As most will know I have recently imported my RV from the states and been very happy so far but the shipping line and whoever else handles it have stuck a* lot *of very gluey stickers on the bodywork at the front of my RV.

Trying to remove them today has actually lifted the paint off and really pi$$ed me as I was exceedingly gentle.

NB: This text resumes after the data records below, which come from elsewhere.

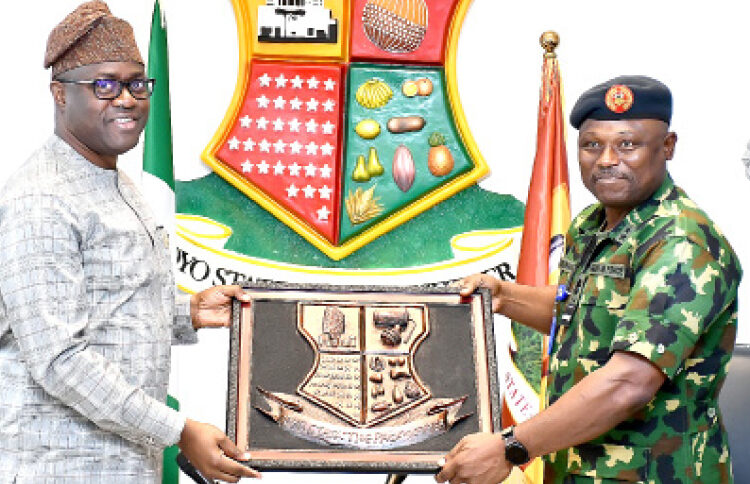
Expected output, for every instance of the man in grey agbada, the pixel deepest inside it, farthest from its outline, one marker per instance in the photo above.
(88, 309)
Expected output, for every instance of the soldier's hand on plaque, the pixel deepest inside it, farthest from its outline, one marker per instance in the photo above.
(470, 283)
(212, 308)
(212, 453)
(476, 459)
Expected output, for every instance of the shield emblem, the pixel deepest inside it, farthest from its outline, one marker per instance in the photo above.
(346, 121)
(364, 369)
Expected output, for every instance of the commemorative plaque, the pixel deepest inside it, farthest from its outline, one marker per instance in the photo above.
(384, 379)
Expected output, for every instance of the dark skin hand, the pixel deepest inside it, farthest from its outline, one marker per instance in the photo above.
(213, 454)
(595, 405)
(212, 308)
(531, 305)
(207, 447)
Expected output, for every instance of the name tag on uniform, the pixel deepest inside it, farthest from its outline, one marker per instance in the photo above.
(609, 270)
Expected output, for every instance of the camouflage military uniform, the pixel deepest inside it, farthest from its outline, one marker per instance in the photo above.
(662, 284)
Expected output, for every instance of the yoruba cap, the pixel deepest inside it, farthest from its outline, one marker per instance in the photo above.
(90, 34)
(624, 97)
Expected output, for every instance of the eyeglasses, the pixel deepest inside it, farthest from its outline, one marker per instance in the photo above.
(108, 89)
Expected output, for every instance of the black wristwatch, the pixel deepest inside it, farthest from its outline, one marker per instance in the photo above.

The auctions where I bought it in Ocala used stickers but kepted them to the window area so why on earth could the shippers not do the same.


----------



## LC1962 (Oct 6, 2005)

John - I'd be miffed too...we have never had shipping stickers to deal with (well, only on the windows) but have successfully removed other stickers from bodywork using "sticky stuff remover" available from hardware shops & larger supermarks....wash off well then go over it with some polish.
Takes a bit of time to dissolve the glue but it does the trick.

Cheers
Linda


----------



## 88927 (May 10, 2005)

Hi John
I have used stuff from http://rswww.com/cgi-bin/bv/rswww/s...ddmjcefeceeldgkidhgg.0&cacheID=ukie&Nr=avl:uk
here to get rid of stickers mate....

Don't peel any more off until you have some remover

Keith


----------



## 88792 (May 9, 2005)

Hi, try using nail polish remover, this usually works .


----------



## JockandRita (Jun 1, 2005)

Hi RR,

I have found often that heating the stickers with a hair dryer or heat gun, (low setting) whilst peeling them off gently, works a treat. 

It only works on the vinyl type stickers, not the paper ones.

Jock


----------



## Malc (May 9, 2005)

Wallpaper steamer, thats what the professionals use. When hot you will be able to strip aircraft grade vinyl and also paper stickers off as though they were stuck on with water. On the plus side they dont fragment or tear as well after the application of steam.
Malc


----------



## Goldwinger (May 10, 2005)

Try using a furniture spray polish like Pledge works every time.


----------